Accès à la première année de masso-kinésithérapie

12 ème législature

Question écrite n° 18718 de M. Yves Krattinger (Haute-Saône - SOC)

publiée dans le JO Sénat du 14/07/2005 - page 1881

M. Yves Krattinger appelle l'attention de M. le ministre de la santé et des solidarités sur la décision de la direction générale de la santé d'arrêter l'accès en première année de masso-kinésithérapie via la PCEM 1 (première année du premier cycle des études médicales) et de réinstaurer l'organisation de concours privés d'accès à cette formation pour 70 % des étudiants. Les étudiants en kinésithérapie s'inquiètent de ce retour à la situation antérieure. La suppression d'une préparation et d'un concours publics accompagnée de l'imposition aux étudiants d'une année de préparation privée, socialement discriminante, remet en cause un des fondements de la République : l'égale chance d'accès à la formation pour les citoyens. En outre, la préparation publique permettait d'unifier l'enseignement et d'assurer un contrôle au niveau national de l'acquis des étudiants : la qualité des soins des futurs « kinés » en était assurée. Elle est mise en danger par un système hétérogène et privé. A cette décision s'ajoute celle de la réduction de la durée des études en kinésithérapie, pourtant engagées dans un projet d'universitarisation et de mise en place du processus d'harmonisation des diplômes européens, acté par la déclaration de Bologne du 19 juin 1999. Il lui demande de bien vouloir lui expliquer la raison de ces décisions, inquiétantes pour les étudiants et étonnantes au vu des efforts d'harmonisation européenne dans le domaine universitaire.

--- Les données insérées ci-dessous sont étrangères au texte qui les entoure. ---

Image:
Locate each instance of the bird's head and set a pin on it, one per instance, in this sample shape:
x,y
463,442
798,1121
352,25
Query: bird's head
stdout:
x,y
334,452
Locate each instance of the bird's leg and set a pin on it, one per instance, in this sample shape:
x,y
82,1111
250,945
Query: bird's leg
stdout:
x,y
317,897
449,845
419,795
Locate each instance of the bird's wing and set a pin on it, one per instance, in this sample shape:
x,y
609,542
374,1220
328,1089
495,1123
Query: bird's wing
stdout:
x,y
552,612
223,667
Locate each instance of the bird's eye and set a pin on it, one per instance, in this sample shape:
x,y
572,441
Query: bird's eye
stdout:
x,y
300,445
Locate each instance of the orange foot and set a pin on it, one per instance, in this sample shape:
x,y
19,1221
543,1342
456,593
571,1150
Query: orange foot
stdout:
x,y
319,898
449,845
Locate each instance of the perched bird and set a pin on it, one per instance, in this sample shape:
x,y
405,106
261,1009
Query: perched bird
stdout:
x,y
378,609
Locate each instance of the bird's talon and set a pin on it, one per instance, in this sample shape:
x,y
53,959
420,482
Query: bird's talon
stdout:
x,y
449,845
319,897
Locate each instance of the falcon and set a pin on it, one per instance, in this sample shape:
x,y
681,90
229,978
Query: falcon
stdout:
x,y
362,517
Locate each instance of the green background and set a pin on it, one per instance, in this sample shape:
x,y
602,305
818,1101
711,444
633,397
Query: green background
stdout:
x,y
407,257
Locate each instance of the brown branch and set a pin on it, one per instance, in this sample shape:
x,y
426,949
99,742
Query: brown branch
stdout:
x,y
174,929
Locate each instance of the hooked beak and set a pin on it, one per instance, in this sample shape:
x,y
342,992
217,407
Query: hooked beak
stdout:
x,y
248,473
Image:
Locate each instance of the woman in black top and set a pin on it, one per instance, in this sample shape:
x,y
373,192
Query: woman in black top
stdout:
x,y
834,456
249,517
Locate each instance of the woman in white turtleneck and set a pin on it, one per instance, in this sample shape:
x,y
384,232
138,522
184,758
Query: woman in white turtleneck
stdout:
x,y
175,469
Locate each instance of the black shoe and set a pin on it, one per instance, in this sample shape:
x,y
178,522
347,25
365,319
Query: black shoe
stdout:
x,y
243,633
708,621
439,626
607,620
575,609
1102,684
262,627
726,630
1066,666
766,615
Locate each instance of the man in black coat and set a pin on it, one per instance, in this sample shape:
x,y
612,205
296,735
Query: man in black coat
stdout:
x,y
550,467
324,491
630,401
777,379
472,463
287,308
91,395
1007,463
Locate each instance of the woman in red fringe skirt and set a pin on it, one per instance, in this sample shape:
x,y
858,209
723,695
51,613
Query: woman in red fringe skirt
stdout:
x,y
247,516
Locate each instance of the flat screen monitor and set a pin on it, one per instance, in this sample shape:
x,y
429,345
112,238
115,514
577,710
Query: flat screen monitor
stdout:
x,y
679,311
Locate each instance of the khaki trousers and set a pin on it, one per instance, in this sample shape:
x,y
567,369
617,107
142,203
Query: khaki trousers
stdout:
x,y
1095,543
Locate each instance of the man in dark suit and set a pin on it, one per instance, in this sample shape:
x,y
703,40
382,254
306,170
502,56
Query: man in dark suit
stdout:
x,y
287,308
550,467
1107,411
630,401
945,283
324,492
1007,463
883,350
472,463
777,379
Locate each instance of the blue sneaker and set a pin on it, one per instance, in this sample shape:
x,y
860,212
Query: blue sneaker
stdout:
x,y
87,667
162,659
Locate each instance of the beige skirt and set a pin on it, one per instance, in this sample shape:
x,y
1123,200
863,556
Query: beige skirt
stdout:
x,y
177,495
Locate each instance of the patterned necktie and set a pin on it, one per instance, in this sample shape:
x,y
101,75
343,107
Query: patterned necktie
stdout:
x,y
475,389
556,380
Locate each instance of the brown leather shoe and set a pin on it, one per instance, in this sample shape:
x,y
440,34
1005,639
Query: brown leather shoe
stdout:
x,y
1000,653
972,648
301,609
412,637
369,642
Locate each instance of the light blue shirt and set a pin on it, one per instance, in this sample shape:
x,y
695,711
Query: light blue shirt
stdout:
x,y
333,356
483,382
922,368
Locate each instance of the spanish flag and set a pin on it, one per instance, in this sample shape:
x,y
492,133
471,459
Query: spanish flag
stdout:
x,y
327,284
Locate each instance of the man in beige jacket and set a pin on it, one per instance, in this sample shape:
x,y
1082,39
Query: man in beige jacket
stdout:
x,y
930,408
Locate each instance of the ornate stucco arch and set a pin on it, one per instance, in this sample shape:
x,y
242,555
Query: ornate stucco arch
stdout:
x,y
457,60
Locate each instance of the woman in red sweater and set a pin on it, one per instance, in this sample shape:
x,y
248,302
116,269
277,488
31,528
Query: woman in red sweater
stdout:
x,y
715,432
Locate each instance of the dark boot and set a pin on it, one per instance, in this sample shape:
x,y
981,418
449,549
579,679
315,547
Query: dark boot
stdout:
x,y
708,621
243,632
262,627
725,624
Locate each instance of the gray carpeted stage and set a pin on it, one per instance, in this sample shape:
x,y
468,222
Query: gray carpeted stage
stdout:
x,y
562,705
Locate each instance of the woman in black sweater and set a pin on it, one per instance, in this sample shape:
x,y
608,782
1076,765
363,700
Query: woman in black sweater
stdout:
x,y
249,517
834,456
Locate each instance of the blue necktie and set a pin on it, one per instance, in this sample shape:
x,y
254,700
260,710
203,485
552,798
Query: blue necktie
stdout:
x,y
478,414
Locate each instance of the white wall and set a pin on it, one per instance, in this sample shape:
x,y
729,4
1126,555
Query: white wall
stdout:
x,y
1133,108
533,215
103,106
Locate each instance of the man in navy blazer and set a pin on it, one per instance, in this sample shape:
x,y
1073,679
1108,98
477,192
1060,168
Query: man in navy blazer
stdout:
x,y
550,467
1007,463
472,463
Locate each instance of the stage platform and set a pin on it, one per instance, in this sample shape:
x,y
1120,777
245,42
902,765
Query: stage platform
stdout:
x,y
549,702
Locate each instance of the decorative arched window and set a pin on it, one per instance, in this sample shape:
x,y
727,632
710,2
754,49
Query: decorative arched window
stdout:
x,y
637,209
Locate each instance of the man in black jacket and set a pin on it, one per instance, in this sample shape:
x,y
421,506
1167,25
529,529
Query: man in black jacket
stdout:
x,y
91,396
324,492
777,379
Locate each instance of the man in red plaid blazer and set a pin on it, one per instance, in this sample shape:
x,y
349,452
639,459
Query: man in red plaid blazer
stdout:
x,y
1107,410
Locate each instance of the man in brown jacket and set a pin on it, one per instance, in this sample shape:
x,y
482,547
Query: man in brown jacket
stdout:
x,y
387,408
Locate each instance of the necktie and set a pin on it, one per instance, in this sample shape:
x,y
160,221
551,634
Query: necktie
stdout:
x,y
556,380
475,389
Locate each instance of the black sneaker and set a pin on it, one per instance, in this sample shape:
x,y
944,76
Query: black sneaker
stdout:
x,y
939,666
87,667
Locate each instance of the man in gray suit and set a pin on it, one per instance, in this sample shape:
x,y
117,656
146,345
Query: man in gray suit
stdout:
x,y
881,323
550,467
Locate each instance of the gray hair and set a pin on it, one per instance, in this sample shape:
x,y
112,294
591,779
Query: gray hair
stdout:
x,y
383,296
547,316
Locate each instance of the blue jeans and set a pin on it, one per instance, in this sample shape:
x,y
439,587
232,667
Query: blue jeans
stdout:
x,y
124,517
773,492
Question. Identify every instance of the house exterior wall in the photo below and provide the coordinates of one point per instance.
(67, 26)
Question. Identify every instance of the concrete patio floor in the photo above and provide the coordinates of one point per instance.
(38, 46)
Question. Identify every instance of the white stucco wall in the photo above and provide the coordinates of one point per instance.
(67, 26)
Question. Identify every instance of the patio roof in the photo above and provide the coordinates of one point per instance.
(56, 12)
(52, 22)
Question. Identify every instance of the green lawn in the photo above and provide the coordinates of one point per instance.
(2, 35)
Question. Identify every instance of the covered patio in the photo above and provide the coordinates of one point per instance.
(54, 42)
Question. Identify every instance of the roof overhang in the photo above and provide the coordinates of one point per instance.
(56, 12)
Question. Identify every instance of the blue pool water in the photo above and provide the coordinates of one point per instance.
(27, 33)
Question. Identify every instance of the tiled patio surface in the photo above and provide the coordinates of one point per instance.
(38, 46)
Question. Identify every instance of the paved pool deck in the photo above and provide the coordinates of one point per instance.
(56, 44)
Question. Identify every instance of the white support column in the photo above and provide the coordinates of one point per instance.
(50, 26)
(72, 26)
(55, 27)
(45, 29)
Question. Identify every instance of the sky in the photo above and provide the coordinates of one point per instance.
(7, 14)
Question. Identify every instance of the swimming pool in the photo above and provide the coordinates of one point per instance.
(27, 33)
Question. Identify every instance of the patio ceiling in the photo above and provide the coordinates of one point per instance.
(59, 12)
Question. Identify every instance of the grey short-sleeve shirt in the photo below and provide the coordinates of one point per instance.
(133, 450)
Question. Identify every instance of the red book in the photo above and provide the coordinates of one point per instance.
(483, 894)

Réponse du Ministère de la santé et des solidarités

publiée dans le JO Sénat du 18/05/2006 - page 1394

Le ministre de la santé et des solidarités est particulièrement attentif à la formation des masseurs-kinésithérapeutes. Une réunion s'est tenue le 29 septembre 2005 avec les représentants des directeurs d'instituts, des étudiants et des masseurs-kinésithérapeutes en exercice afin d'étudier les modalités d'accès les plus pertinentes aux études paramédicales, et notamment à celles de masso-kinésithérapie. Un bilan des deux modes d'accès actuels a été demandé aux membres du groupe de travail. Parallèlement, une réflexion est engagée, dans le cadre de la mise en place du dispositif licence-master-doctorat (LMD), pour adapter le contenu de l'enseignement dispensé au cours des études aux besoins actuels de l'exercice de la profession de masseur-kinésithérapeute. Ce groupe de travail s'est réuni les 9 décembre 2005 et 21 février 2006. Le cahier des charges pédagogiques sera établi en concertation avec les professionnels, le but étant l'acquisition des compétences indispensables à l'exercice du métier de kinésithérapeute. Les propositions de cursus universitaire émaneront des universités et seront soumises aux instances universitaires compétentes.